1. 300 billion coupons are distributed in the United States each year, which equates to offers that have a total saving of $3 billion.
2. In the United States 1.26 percent of coupons are redeemed. This is only about one-third of the redemption rate in Canada where they redeem 4.46 percent.
3. The average household receives about 55 coupons a week which translates into 2800 per year. Of course, the number of coupons arriving will depend on the season and time of year.
4. 82 percent of coupons come in newspaper inserts - in Canada only 57 percent arrive in newspaper inserts.
5. The average face value of a coupon is 84 cents.
6. The average time before the expiration date is 3.2 months.
7. Coupon useage in the United states dropped 13 percent from 2005 to 2006 (according to CMS a company that tracks coupons trends).
8. When looking at the rate at which coupons are redeemed they found:
18 percent are used in the first three months
41 percent are redeemed between four and six months
34 percent are redeemed after six months.

It appears that companies that use coupons often use them to drive short-term sales rather than build customer loyalty. The companies may have other objectives; e.g. getting rid of excess inventory or increasing their cash position.

One of the drawbacks of coupons is that they take time to clip. People to day seem to have less time to go through the paper and clip coupons. It may be as simple as time and money; that is, how much time will it take me to clip these coupons and then how much will I save. It may not be worth it to spend the time for the amount of money I will save. Some stores are using technology to beat the need for coupon clipping. For example, Target is using a customer card which when scanned will show the available discounts at the time the customer is in the store so that they do not have to clip the coupons before they come to the store. The coupons are available at the cashier once the customer card is scanned.

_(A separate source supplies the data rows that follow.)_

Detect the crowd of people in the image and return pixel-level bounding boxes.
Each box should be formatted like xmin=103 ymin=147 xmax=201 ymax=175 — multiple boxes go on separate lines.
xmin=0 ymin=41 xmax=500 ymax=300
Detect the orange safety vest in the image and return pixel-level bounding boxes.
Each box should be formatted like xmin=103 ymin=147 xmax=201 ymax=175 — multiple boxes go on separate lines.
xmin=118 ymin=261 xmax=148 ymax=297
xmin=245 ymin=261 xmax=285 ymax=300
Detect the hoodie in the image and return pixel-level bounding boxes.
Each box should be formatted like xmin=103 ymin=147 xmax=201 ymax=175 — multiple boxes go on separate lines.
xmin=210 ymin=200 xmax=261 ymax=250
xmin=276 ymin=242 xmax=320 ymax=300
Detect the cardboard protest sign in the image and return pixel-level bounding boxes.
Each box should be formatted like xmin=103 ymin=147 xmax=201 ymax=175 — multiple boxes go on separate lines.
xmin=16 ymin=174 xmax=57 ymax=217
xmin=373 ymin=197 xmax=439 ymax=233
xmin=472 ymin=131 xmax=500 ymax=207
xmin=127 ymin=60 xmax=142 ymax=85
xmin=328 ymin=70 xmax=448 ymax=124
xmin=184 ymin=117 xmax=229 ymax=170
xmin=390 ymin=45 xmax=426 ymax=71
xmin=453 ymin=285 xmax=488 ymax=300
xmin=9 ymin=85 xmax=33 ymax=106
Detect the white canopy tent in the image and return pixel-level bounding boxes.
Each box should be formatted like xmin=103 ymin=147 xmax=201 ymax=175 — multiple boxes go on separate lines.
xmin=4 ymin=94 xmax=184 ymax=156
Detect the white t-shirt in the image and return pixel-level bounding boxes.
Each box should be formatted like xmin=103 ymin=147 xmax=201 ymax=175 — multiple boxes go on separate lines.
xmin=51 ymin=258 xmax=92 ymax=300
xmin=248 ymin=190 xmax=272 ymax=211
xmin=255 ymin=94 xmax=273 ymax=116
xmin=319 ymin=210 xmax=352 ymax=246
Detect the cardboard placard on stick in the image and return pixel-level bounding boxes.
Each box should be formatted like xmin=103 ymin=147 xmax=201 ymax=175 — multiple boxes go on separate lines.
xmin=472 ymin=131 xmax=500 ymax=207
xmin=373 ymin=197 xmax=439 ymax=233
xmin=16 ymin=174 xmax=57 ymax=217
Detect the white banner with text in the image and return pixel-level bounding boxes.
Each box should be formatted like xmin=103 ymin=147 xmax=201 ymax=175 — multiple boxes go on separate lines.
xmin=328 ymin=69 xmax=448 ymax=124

One area of interest is how much of a discount to offer on a coupon. There are some studies by ICOM Information and Communications, a company that tracks coupon behavior, which indicate that as the value of a coupon rises, so will the number of people who will redeem it - up to a point. Apparently there is a point at which the impact of the discount plateaus and further discounting does not increase the number of customers who will redeem the coupon. The company usually tries to figure out where the "sweet spot" is; that is, where the expiration date and value offered get the most return on investment.

The bottom line is that store coupons are not about building customer loyalty, they are a mechanism designed to bring customers in the store once. The customer loyalty is only as good as the value of the coupon and the convenience of the store location. There is no relationship building in this process. This is all about getting a good deal - if it is worth it.

Wednesday, March 5, 2008

Customer Loyalty Revisited

As you may know from reading these blogs where I discuss customer satisfaction and loyalty, I believe your customers may describe themselves as satisfied and happy and still defect to your competition! Let’s explore further the notion of customer loyalty. What is it and how do you know you have earned it? What makes customers loyal repeat buyers?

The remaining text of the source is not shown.